On further review, I'm not sure whether the rapid file uploads are responsible for the database overload leading to the disconnection (although the reconnect-then-throw-exception behavior is still unpleasant). At the same time I see many exceptions like the following: 2014-05-13 16:16:49 mw1029 enwiki: [955fda5b] /w/index.php?title=Special:Export&action=submit Exception from line 1093 of /usr/local/apache/common-local/php-1.24wmf3/includes/db/Database.php: DB connection was already closed. #0 /usr/local/apache/common-local/php-1.24wmf3/includes/db/Database.php(3492): DatabaseBase->query('COMMIT', 'DatabaseBase::c...') #1 /usr/local/apache/common-local/php-1.24wmf3/includes/db/Database.php(3477): DatabaseBase->doCommit('DatabaseBase::c...') #2 /usr/local/apache/common-local/php-1.24wmf3/includes/db/Database.php(937): DatabaseBase->commit('DatabaseBase::c...', 'flush') #3 /usr/local/apache/common-local/php-1.24wmf3/includes/db/LoadBalancer.php(870): DatabaseBase->close() #4 /usr/local/apache/common-local/php-1.24wmf3/includes/specials/SpecialExport.php(395): LoadBalancer->closeAll() #5 /usr/local/apache/common-local/php-1.24wmf3/includes/specials/SpecialExport.php(179): SpecialExport->doExport('New York City??...', Array, false, false) #6 /usr/local/apache/common-local/php-1.24wmf3/includes/specialpage/SpecialPage.php(379): SpecialExport->execute(NULL) #7 /usr/local/apache/common-local/php-1.24wmf3/includes/specialpage/SpecialPageFactory.php(503): SpecialPage->run(NULL) #8 /usr/local/apache/common-local/php-1.24wmf3/includes/Wiki.php(285): SpecialPageFactory::executePath(Object(Title), Object(RequestContext)) #9 /usr/local/apache/common-local/php-1.24wmf3/includes/Wiki.php(596): MediaWiki->performRequest() #10 /usr/local/apache/common-local/php-1.24wmf3/includes/Wiki.php(448): MediaWiki->main() #11 /usr/local/apache/common-local/php-1.24wmf3/index.php(46): MediaWiki->run() #12 /usr/local/apache/common-local/w/index.php(3): require('/usr/local/apac...') #13 {main} combined with many "too many connections" errors in dberror.log; apparently someone was spamming Special:Export at the same time.

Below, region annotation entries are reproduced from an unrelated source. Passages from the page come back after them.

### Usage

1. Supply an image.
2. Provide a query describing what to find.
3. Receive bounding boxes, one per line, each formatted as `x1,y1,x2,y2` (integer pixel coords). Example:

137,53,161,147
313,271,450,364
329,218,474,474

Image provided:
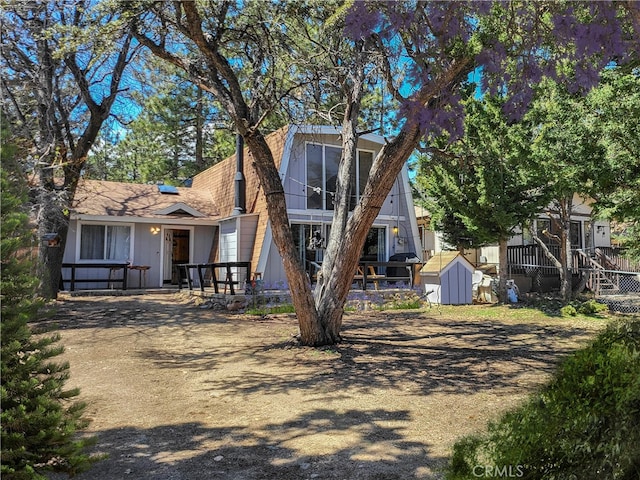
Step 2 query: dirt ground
46,294,602,480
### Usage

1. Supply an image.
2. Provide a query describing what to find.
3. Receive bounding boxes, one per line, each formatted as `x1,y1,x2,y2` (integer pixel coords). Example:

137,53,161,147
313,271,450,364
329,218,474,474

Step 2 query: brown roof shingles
71,180,220,220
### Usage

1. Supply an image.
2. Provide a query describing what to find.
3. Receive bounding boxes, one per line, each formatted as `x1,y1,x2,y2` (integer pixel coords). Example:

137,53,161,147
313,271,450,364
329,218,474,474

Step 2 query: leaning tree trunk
316,125,422,339
240,129,335,346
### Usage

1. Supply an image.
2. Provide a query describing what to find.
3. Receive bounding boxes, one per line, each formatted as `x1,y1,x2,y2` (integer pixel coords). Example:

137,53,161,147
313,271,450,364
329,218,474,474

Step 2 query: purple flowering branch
345,0,640,139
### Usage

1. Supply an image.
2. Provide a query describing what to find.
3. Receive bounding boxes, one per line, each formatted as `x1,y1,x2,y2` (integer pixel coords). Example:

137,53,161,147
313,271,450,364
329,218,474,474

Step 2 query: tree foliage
589,67,640,260
0,1,136,297
0,131,95,480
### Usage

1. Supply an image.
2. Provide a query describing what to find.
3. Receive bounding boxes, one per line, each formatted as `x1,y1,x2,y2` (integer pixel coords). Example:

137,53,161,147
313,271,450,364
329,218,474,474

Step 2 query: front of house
63,125,420,288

Note that enwiki (where Special:Export took place) lives in s1 while zhwiki (where I uploaded files) lives in s2.
Change 133173 had a related patch set uploaded by Aaron Schulz: Cleaned up database reconnection logic https://gerrit.wikimedia.org/r/133173
Change 133173 merged by jenkins-bot: Cleaned up database reconnection logic https://gerrit.wikimedia.org/r/133173
Gerrit change #133173 merged. I assume it has been fixed.